Le régime de la micro-entreprise est ouvert à un large panel de personnes. Globalement, il s’agit d’un régime plutôt favorable pour l’entrepreneur. Toutefois, son éligibilité dépend de plusieurs conditions. Notamment, l’entrepreneur doit respecter des seuils de chiffre d’affaires.

Des formalités de création facilitées

La micro-entreprise n’est pas véritablement un statut juridique. En effet, il s’agit d’un régime. En réalité, le micro-entrepreneur exerce avec le statut d’entreprise individuelle mais se soumet au régime particulier de la micro-entreprise.

La création d’une micro-entreprise est gratuite et ne nécessite pas d’apport de capital social puisqu’il ne s’agit pas d’une personne morale.

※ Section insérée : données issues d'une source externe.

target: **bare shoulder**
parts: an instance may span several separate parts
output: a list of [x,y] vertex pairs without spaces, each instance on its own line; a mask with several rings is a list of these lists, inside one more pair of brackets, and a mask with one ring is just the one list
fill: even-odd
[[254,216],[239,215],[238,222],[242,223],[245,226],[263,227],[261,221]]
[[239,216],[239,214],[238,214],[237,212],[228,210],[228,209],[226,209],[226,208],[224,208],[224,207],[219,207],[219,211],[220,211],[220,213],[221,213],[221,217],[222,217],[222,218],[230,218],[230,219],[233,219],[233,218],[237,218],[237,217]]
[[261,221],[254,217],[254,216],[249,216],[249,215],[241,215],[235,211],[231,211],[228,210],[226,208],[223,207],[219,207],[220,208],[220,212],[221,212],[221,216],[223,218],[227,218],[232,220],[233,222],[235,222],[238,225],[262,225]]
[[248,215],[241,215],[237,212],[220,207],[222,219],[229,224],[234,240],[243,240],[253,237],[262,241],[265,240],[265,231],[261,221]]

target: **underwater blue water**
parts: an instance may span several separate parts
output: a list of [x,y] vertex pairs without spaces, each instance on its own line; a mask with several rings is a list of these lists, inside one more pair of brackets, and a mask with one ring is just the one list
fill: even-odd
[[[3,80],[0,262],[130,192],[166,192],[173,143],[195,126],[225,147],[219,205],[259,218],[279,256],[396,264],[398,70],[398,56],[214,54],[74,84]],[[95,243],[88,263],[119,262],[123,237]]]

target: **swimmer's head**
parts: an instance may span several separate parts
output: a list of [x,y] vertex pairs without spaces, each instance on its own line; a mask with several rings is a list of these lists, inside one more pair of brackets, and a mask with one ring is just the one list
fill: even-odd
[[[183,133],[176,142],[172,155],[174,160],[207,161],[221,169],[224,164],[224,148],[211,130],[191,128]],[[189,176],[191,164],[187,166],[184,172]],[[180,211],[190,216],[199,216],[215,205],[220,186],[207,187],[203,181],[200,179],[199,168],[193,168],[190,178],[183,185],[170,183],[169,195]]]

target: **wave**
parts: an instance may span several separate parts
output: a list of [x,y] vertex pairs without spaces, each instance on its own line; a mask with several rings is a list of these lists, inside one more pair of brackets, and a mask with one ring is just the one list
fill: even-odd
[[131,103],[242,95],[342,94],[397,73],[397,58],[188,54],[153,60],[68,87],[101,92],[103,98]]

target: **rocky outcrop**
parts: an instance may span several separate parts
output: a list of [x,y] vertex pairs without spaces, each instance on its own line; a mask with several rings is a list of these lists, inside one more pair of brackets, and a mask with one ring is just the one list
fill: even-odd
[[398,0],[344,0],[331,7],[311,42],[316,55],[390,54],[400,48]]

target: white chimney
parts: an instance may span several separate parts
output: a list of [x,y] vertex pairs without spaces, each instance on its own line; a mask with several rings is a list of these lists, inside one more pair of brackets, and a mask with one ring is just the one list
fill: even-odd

Ce régime peut s’appliquer à une activité :

  • commerciale ;
  • artisanale ;
  • libérale non réglementée.

Par ailleurs, la création d’une micro-entreprise est relativement simple. La démarche peut se résumer en 3 grandes étapes :

  1. La déclaration de début d’activité en remplissant le formulaire P0 CMB (pour les activités commerciales et artisanales) ou P0 PL (activités libérales) ;
  2. Le choix du lieu de domiciliation de l’entreprise : il peut s’agir du domicile de l’entrepreneur, d’une société de domiciliation, d’un local commercial, ou même d’un centre d’affaires ou d’une pépinière d’entreprise ;
  3. L’immatriculation au Registre du Commerce et des Sociétés (RCS) ou au Répertoire des Métiers (RM) : le dossier est transmis par le CFE compétent.

L’entrepreneur peut également souscrire à une assurance spécifique et ouvrir un compte bancaire dédié à son activité. Cela est optionnel pour la plupart des micro-entrepreneurs mais devient une obligation sous certaines conditions.

Un régime accessible

Ce régime est ouvert à quasiment toute personne physique. En effet, il suffit d’être majeur et domicilié en France pour être éligible. De plus, l’entrepreneur doit détenir la capacité juridique et être en mesure de gérer et d’exercer son activité.

En outre, le micro-entrepreneur peut cumuler cette activité avec une autre. Il peut notamment être étudiant, salarié, retraité, etc…

En revanche, l’entrepreneur doit impérativement respecter des seuils de chiffre d’affaires :

  • 176 200 € pour les activités commerciales et d’hébergement ;
  • 72 600 € pour les prestations de services et activités libérales.

Enfin, il existe des activités exclues du régime de la micro-entreprise. Il s’agit notamment des activités :

  • agricoles rattachées au régime social de la MSA ;
  • libérales relevant d’une caisse de retraite autre que la Cipav ou du régime de retraite des indépendants ;
  • relevant de la TVA immobilière ;
  • de dirigeant majoritaire d’une société ;
  • artistiques rémunérées par droits d’auteur dépendant de la Maison des artistes ou de l’Agessa ;
  • de journaliste ;
  • de location de voitures.

Le régime micro-social simplifié

Le régime micro-social est un régime simplifié. En effet, l’entrepreneur bénéficie d’un taux réduit de prélèvement forfaitaire. Le montant des cotisations sociales est alors calculé proportionnellement au chiffre d’affaires.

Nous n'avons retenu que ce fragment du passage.